Prime Minister Bill English was due to visit Edgecumbe, where rescue workers used tractors and boats to evacuate thousands of people in what meteorologists said was a once-in-500-year event, to inspect the damage later on Friday.
Cyclone Debbie, a Category 4 storm, first slammed into northern Australia more than a week ago. The storm, one level shy of the most powerful Category 5, and associated flooding smashed tourist resorts, brought down power lines and killed six people in Australia.
The storm system, downgraded from cyclone level, then crossed to neighboring New Zealand, where mountainous terrain makes its roads susceptible to landslides and many regions are still recovering from November's 7.8-magnitude quake. No deaths have so far been reported in New Zealand.

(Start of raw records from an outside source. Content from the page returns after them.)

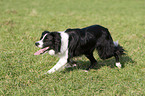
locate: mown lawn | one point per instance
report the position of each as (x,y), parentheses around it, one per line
(22,73)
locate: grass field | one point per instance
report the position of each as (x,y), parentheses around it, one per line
(22,73)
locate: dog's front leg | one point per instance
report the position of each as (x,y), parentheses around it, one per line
(59,65)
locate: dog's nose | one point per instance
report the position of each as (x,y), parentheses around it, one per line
(37,44)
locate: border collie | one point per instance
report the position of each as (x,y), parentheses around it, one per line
(77,42)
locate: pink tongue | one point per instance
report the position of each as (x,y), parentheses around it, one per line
(41,51)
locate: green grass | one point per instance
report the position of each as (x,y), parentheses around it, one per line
(22,73)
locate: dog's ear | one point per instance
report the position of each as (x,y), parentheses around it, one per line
(57,41)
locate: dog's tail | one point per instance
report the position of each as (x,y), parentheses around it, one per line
(118,50)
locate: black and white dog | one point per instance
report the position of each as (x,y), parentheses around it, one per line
(76,42)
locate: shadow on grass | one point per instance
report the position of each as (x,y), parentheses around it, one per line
(108,62)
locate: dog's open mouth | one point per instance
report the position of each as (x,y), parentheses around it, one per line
(41,51)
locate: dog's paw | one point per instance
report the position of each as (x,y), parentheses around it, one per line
(50,72)
(118,65)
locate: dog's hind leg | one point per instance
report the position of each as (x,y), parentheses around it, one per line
(117,61)
(92,60)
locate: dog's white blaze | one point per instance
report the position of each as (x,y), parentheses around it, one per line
(51,52)
(118,64)
(41,41)
(63,55)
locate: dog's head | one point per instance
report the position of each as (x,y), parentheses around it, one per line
(48,41)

Kaikoura, the coastal holiday town at the epicenter of that quake, was shut off from the rest of the country for the second time in six months as connecting roads were again hit by landslips.

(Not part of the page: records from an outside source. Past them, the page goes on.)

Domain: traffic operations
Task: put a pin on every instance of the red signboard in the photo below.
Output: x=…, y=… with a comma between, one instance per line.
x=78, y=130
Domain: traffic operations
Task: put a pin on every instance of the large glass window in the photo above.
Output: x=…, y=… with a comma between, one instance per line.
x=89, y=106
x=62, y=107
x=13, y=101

Back in Australia, the disaster zone stretched 1,000 km (600 miles) from Queensland state's tropical resort islands and Gold Coast tourist strip to the farmlands of New South Wales state.
The deluge took days to flow through tropical river systems and water levels peaked in the city of Rockhampton at lunchtime on Thursday, flooding main streets, shops and homes.
Residents rowed boats along main roads and muddy water covered the airport's runway. Authorities said the airport will be closed for six days and the water is not expected to recede until the weekend.
Australian insurers have declared the event a catastrophe likely to cost more than one billion dollars, with state officials saying recovery and repairs will take months.
The storm is also having a longer-lasting effect on Australia's coal exporters with four miners in the region this week declaring force majeure - a clause typically invoked after natural disasters - leaving rivals in the United States to cash in on a surge in prices as Chinese steelmakers scramble for supplies.